Unicode defines some normalised forms. Xapian currently assumes data has been converted to NFC (“Normalization Form C”) or NFKC. Here “C” stands for “Composition”, as this form generally uses codepoints with precomposed accents in preference.
NFKC is similar to NFC - the difference is that some additional lossy normalisation is done. For example, NFKC normalises ligature codepoints such as “ffi”, (where the three letters are the single Unicode codepoint U+FB03) to the three individual letters “ffi”, so “office” will match “office”.
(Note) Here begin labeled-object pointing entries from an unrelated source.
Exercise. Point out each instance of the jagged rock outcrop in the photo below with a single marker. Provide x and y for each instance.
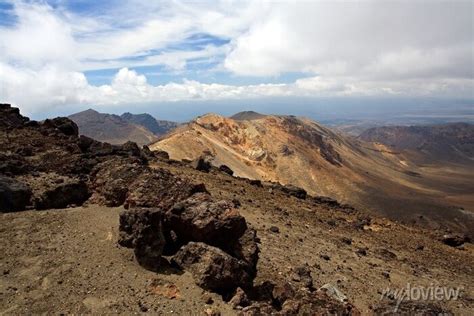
(63, 194)
(141, 229)
(212, 268)
(14, 195)
(199, 218)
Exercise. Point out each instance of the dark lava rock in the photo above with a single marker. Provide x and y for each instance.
(255, 182)
(131, 148)
(302, 275)
(239, 299)
(200, 218)
(14, 195)
(274, 229)
(286, 151)
(113, 178)
(362, 252)
(246, 249)
(226, 169)
(161, 154)
(11, 117)
(347, 240)
(454, 240)
(73, 192)
(407, 307)
(202, 164)
(258, 308)
(325, 200)
(13, 164)
(212, 268)
(141, 229)
(282, 292)
(63, 124)
(160, 188)
(294, 191)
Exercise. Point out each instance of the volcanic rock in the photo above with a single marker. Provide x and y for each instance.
(141, 229)
(294, 191)
(200, 218)
(113, 178)
(226, 169)
(202, 164)
(159, 188)
(239, 299)
(454, 240)
(302, 275)
(246, 249)
(62, 124)
(212, 268)
(14, 195)
(61, 195)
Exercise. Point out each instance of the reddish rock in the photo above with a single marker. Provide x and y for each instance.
(212, 268)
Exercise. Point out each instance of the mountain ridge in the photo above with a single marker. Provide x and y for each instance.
(118, 129)
(301, 152)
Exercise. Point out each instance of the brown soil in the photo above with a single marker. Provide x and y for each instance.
(68, 261)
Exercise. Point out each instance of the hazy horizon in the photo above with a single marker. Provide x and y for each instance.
(181, 59)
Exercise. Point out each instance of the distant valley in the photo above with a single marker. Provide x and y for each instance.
(298, 151)
(114, 129)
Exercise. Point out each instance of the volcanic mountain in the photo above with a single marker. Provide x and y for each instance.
(94, 228)
(141, 129)
(301, 152)
(157, 127)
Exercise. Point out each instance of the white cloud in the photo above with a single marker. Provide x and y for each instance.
(344, 48)
(367, 39)
(35, 91)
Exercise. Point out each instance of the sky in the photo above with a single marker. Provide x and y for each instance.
(62, 56)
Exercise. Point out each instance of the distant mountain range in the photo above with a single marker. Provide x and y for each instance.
(452, 142)
(139, 128)
(299, 151)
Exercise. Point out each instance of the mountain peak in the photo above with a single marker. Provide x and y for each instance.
(247, 116)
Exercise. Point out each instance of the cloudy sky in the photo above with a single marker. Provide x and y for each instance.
(71, 54)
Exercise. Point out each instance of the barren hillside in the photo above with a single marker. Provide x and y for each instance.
(298, 151)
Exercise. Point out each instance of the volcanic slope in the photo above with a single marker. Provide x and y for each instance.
(301, 152)
(68, 260)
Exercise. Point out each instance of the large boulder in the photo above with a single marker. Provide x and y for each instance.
(113, 178)
(212, 268)
(13, 164)
(62, 124)
(246, 249)
(202, 163)
(200, 218)
(11, 117)
(454, 240)
(14, 195)
(159, 188)
(294, 191)
(141, 229)
(226, 169)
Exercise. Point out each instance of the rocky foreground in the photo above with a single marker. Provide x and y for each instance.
(244, 246)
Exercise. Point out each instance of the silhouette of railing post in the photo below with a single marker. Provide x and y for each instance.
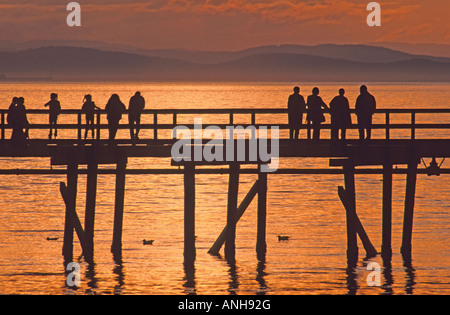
(386, 247)
(214, 250)
(368, 246)
(91, 195)
(116, 247)
(411, 180)
(189, 212)
(70, 198)
(233, 189)
(261, 246)
(98, 124)
(388, 128)
(3, 124)
(80, 129)
(350, 194)
(155, 123)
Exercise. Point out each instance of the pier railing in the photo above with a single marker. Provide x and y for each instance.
(156, 120)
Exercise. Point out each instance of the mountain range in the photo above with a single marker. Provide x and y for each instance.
(93, 61)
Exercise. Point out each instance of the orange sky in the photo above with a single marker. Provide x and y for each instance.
(226, 24)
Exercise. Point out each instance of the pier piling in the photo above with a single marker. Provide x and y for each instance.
(411, 180)
(91, 195)
(386, 247)
(69, 194)
(233, 189)
(116, 247)
(262, 215)
(189, 213)
(350, 196)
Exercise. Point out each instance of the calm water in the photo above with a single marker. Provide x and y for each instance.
(306, 208)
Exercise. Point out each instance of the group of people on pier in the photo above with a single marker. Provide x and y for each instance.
(314, 107)
(339, 109)
(18, 121)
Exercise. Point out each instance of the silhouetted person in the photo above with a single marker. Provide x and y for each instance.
(88, 109)
(137, 105)
(340, 116)
(315, 112)
(55, 109)
(17, 119)
(365, 108)
(296, 108)
(114, 108)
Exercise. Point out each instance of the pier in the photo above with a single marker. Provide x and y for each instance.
(400, 147)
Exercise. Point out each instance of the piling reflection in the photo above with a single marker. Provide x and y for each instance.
(118, 270)
(189, 284)
(92, 280)
(352, 284)
(410, 274)
(388, 277)
(233, 284)
(260, 275)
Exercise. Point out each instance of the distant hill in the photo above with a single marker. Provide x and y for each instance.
(270, 63)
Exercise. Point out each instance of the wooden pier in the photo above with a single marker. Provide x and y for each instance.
(386, 155)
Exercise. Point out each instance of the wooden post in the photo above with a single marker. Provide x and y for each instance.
(79, 126)
(411, 180)
(155, 123)
(388, 127)
(3, 126)
(262, 214)
(386, 247)
(352, 245)
(189, 213)
(99, 115)
(91, 195)
(116, 247)
(413, 126)
(70, 198)
(214, 250)
(233, 188)
(368, 246)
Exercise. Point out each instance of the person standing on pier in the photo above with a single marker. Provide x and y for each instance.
(88, 109)
(137, 105)
(55, 109)
(296, 108)
(365, 109)
(315, 112)
(340, 116)
(17, 119)
(114, 109)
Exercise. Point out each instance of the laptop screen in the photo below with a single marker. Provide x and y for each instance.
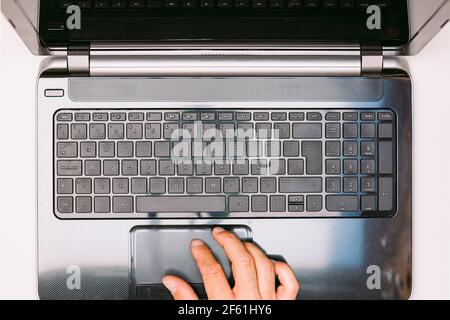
(222, 21)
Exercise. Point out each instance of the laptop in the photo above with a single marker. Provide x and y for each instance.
(288, 122)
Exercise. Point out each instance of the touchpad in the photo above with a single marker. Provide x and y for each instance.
(160, 251)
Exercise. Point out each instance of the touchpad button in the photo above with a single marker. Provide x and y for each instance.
(160, 251)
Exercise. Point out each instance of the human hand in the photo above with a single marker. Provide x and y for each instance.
(254, 273)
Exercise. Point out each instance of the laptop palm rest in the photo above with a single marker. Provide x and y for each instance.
(160, 251)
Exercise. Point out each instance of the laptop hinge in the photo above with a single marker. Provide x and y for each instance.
(78, 60)
(372, 61)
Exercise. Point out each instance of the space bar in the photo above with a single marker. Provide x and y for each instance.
(180, 204)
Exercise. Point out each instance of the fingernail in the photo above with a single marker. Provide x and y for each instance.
(218, 230)
(170, 285)
(197, 243)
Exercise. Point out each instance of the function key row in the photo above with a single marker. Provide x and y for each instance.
(258, 4)
(224, 116)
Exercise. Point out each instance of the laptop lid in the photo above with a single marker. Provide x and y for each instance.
(401, 27)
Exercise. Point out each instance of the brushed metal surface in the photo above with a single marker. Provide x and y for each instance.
(329, 256)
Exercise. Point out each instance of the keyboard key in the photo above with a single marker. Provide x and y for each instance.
(166, 168)
(369, 203)
(238, 203)
(368, 131)
(277, 167)
(148, 167)
(295, 167)
(385, 116)
(143, 149)
(83, 205)
(231, 185)
(367, 116)
(102, 205)
(129, 167)
(125, 149)
(277, 203)
(385, 194)
(64, 117)
(172, 116)
(102, 186)
(154, 116)
(314, 116)
(162, 149)
(368, 148)
(333, 116)
(261, 116)
(337, 203)
(242, 3)
(291, 148)
(333, 167)
(307, 131)
(136, 116)
(300, 185)
(88, 149)
(312, 151)
(174, 204)
(268, 185)
(65, 204)
(350, 116)
(249, 185)
(92, 168)
(350, 185)
(333, 185)
(385, 157)
(121, 186)
(139, 186)
(333, 130)
(62, 131)
(350, 148)
(100, 117)
(79, 131)
(134, 131)
(368, 166)
(82, 116)
(157, 185)
(297, 116)
(243, 116)
(153, 131)
(118, 116)
(69, 168)
(350, 130)
(368, 184)
(194, 185)
(65, 186)
(213, 185)
(314, 203)
(385, 131)
(123, 204)
(259, 203)
(350, 167)
(282, 130)
(67, 149)
(333, 148)
(111, 167)
(176, 185)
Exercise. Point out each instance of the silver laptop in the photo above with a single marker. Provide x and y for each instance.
(288, 122)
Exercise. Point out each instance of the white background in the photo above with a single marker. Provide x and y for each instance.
(431, 76)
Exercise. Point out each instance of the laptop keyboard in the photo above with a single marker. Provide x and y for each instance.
(224, 163)
(223, 4)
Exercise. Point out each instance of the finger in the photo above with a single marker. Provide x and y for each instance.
(289, 285)
(242, 264)
(179, 288)
(216, 283)
(265, 271)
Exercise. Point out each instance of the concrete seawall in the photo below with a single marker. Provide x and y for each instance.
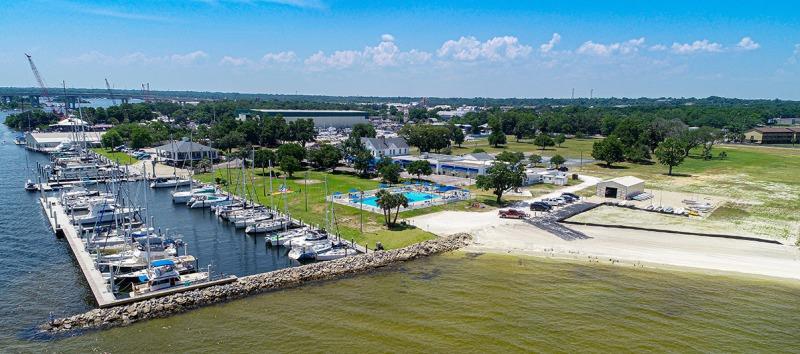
(250, 285)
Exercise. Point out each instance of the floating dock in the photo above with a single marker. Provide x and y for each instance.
(62, 226)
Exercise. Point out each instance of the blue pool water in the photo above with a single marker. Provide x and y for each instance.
(412, 198)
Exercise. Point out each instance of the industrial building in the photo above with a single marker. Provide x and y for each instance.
(322, 118)
(469, 165)
(772, 135)
(48, 142)
(620, 187)
(383, 146)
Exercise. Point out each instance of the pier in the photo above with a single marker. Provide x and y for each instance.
(62, 226)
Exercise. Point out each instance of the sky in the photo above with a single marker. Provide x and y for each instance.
(431, 48)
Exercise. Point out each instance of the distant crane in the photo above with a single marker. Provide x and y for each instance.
(39, 80)
(110, 93)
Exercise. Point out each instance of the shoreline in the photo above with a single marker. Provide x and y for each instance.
(604, 260)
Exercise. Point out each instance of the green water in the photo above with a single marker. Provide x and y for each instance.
(486, 303)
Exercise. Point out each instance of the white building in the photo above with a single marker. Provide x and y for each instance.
(620, 187)
(536, 176)
(383, 146)
(321, 118)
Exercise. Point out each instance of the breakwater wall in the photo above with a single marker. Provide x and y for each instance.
(169, 305)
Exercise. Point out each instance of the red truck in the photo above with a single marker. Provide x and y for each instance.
(512, 214)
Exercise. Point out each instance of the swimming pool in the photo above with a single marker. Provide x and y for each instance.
(412, 197)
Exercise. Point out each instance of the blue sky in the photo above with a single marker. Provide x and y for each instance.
(415, 48)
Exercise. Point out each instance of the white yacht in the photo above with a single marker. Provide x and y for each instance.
(184, 196)
(169, 182)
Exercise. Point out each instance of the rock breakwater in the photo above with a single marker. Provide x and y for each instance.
(250, 285)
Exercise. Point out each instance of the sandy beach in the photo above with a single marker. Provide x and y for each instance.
(619, 246)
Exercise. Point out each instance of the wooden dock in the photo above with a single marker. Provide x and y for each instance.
(61, 225)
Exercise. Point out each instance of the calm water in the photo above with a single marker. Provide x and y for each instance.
(457, 302)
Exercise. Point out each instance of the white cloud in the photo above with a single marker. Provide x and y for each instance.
(279, 58)
(234, 61)
(547, 47)
(696, 47)
(386, 53)
(495, 49)
(188, 58)
(795, 58)
(747, 43)
(599, 49)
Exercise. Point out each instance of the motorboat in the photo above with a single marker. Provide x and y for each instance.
(164, 277)
(103, 212)
(338, 251)
(267, 226)
(207, 200)
(30, 186)
(184, 196)
(169, 182)
(300, 253)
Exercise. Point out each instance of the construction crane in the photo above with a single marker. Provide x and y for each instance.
(39, 80)
(110, 93)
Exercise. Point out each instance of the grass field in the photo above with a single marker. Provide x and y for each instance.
(119, 157)
(348, 218)
(763, 182)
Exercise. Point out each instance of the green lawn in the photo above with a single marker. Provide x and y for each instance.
(119, 157)
(347, 217)
(763, 184)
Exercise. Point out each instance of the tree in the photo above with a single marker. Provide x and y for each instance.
(293, 150)
(501, 177)
(204, 165)
(363, 130)
(263, 158)
(458, 136)
(670, 153)
(609, 150)
(325, 157)
(362, 160)
(557, 160)
(390, 173)
(388, 201)
(111, 139)
(559, 139)
(543, 141)
(419, 168)
(510, 157)
(535, 159)
(497, 138)
(140, 138)
(289, 164)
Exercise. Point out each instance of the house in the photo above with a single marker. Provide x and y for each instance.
(383, 146)
(178, 152)
(620, 187)
(546, 176)
(462, 166)
(772, 135)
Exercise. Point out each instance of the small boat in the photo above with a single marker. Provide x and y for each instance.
(309, 252)
(267, 226)
(30, 186)
(184, 196)
(207, 200)
(168, 182)
(339, 251)
(164, 277)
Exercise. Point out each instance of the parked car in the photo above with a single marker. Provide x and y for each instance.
(540, 206)
(512, 214)
(573, 195)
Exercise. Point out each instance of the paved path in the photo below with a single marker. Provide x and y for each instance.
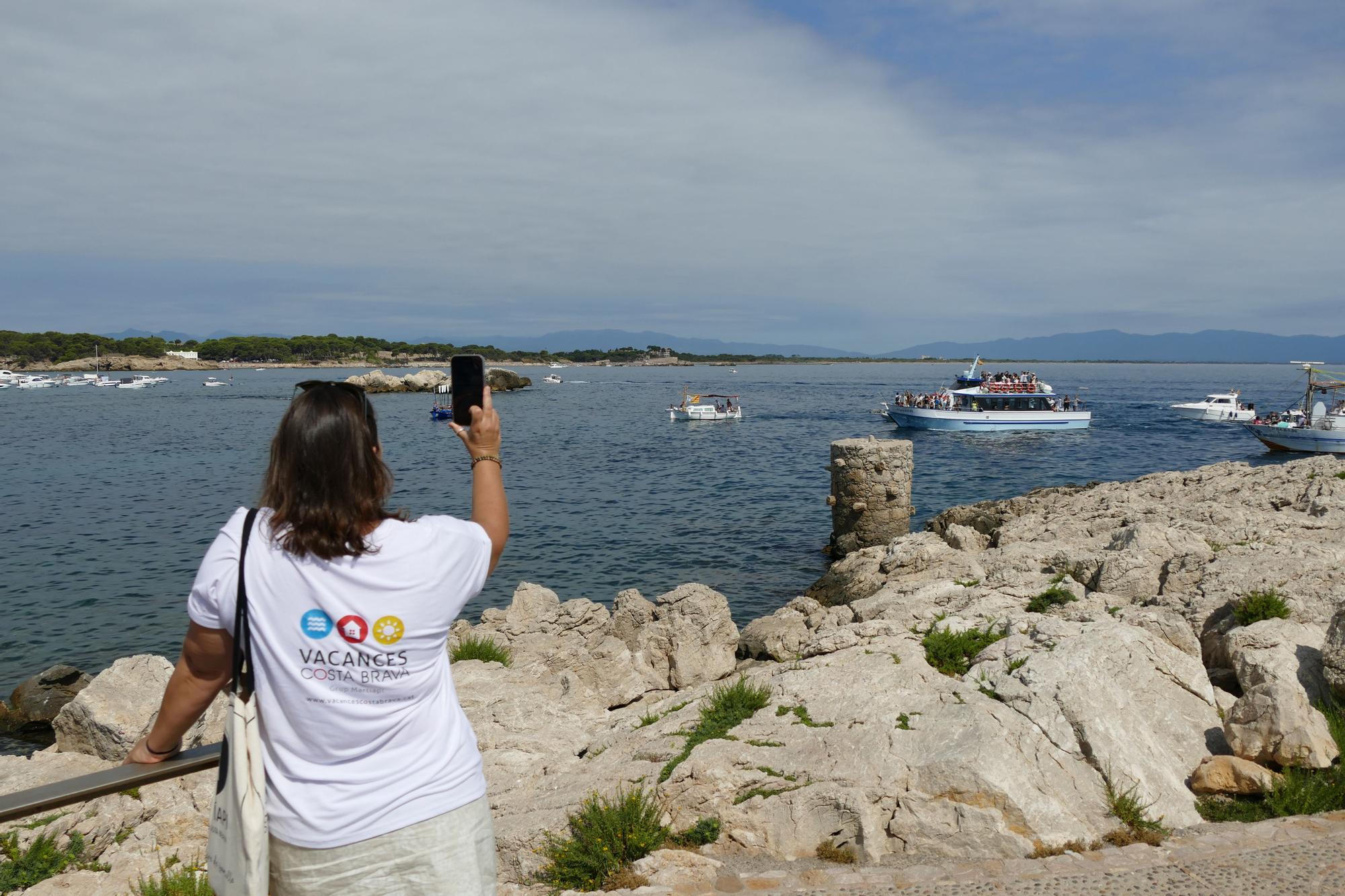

Normalising ligatures is desirable if you are dealing with text containing them, but some of the NFKC normalisations are less clearly desirable in the context of search - for example, ² (U+00B2) is normalised to “2”, so NFKC normalises “4²” to “42”, which seems unhelpful. However note that if the superscript was instead done via a font effect (e.g. 4<sup>2</sup> in HTML) then this would likely also result in the term “42”, and the normalisation of related cases such as “H₂SO₄” to “H2SO4” does seem useful.
The NFC FAQ says:
For example, according to data at Google: ~99.98% of web HTML page content characters are definitely NFC.
This data is from 2009, and may vary in other use cases but it seems NFC is very dominant in real-world use. It’s not clear if the cited report attempted to discriminate NFKC from NFC (pages which are NFKC are a strict subset of pages which are NFC) and we’ve not managed to locate the original source of this statistic.